While the focus of the nested process model is hierarchical nesting and the notion of a hierarchy of processes is explicitly supported by the model, it is worth noting that interprocess communication need not follow the hierarchy. For example, in a system where a common ancestor process is willing to receive capabilities from child processes and hand them out to arbitrary children, then any processes in the system that can communicate with the ancestor process can get capabilities to communicate directly with each other. Figure 2.2
To support user-level virtual memory servers and flexible, user-level checkpointers , Fluke provides a mechanism for a process to extract the kernel "state" of any low-level object (see Section 3.2.7). It is not necessary that all actual kernel state be exported, but that any state not exported can be derived from state that is exported. For example, in Fluke a parent must be able to get enough state from a thread to create a new thread that is indistinguishable from the original. To support such state transparency, the kernel, in addition to providing all the state, must provide the state in a clean and timely fashion. For example, the kernel cannot suspend a parent process indefinitely while the parent accesses some state, as this would give a child some measure of control over its parent.
There are three distinct components of the nested process model programming interface. First is the basic instruction set in the underlying "machine"--hardware machine instructions (in Fluke) or virtual machine instructions (in Alta). The second component is the low-level programming interface that provides basic abstractions for managing memory and threads, plus the basic infrastructure for communication, sharing, and synchronization between processes. The third component is the set of high-level, interposable interfaces for standard OS abstractions. The first two components are always directly available to all applications, while the set of interposable interfaces available to an application is controlled by its ancestors.
The basic instruction set is usually predefined and cannot be modified to support the nested process model. The instruction set should not, however, contain instructions that operate on global state, as those operations will not be subject to interposition. For example, the mov instruction is allowable because it only affects the provided operands. On the other hand, instructions such as the Intel x86 gettsc instruction are not nestable because they return global information--in this case, a global notion of time.1 Generally, privileged instructions (such as I/O instructions) need to be made subject to interposition and should only be directly executed by the kernel.

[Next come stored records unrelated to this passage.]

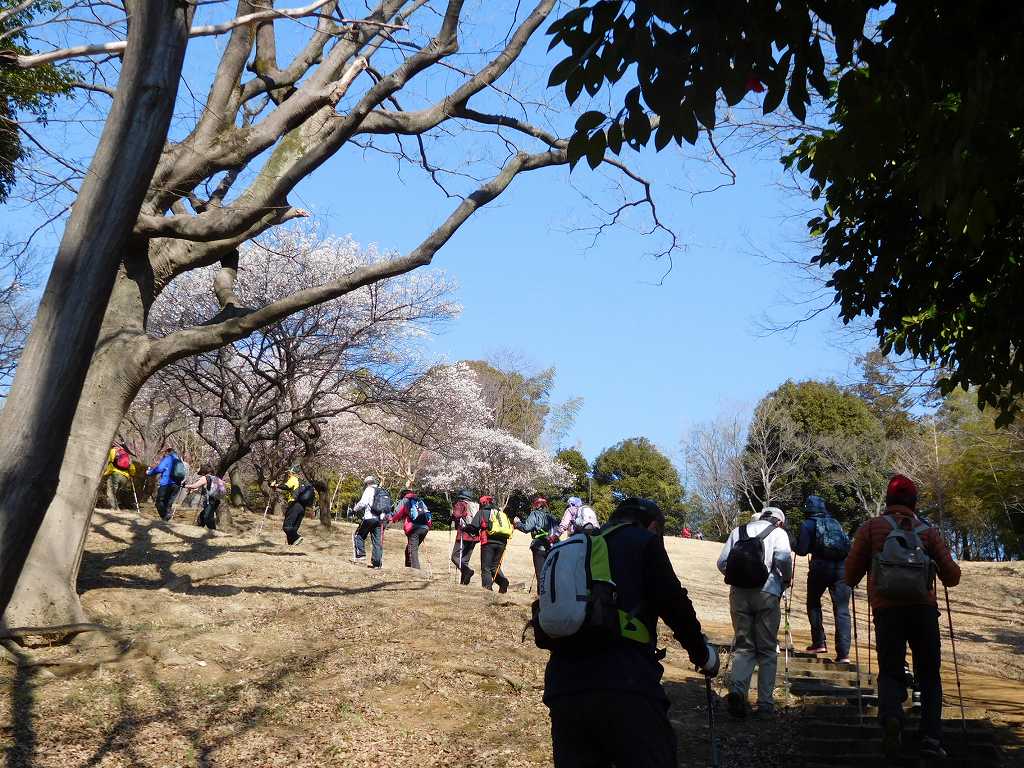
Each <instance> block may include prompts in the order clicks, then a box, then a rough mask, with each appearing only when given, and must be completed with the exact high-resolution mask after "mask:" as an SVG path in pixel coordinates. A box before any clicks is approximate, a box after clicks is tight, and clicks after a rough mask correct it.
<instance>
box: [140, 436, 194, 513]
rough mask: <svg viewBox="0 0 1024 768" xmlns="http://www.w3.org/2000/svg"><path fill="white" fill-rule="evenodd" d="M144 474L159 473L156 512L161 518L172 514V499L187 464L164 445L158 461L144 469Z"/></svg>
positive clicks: (172, 447) (175, 496) (180, 486)
mask: <svg viewBox="0 0 1024 768" xmlns="http://www.w3.org/2000/svg"><path fill="white" fill-rule="evenodd" d="M145 473H146V475H160V479H159V480H158V485H157V500H156V505H157V512H159V513H160V517H161V519H163V520H170V519H171V515H172V514H174V500H175V499H176V498H177V496H178V492H179V490H181V483H182V482H184V481H185V477H187V476H188V466H187V465H186V464H185V463H184V462H183V461H181V459H180V458H179V457H178V455H177V454H176V453H175V452H174V449H173V447H171V446H170V445H167V446H165V447H164V450H163V452H162V458H161V460H160V462H158V463H157V464H154V465H152V466H151V467H150V468H148V469H146V470H145Z"/></svg>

The low-level API that provides the basic abstractions in the system has the same restrictions as the basic instruction set. Thus, all operations at this level operate only on provided state--that is, the operations manipulate state provided by the caller. (These operations may impact "global" kernel state, but only it is soft state and never directly visible outside the kernel.) Table
The third component, the IPC-based protocols, is where the nested process model resembles traditional capability-based systems and is where processes are able to exert control over other processes through interposition. Well-defined protocols should be amenable to flexible interposition (e.g., a process should not have to interpose on the memory interface if it only wants to interpose on file system access) and should match the style of high-level API used by system processes. In Fluke, for example, the IPC-based protocols are designed to support a POSIX-compatible standard C library. Appendix B provides more details on Alta's IPC-based protocols which were defined to match the requirements of the Java standard libraries.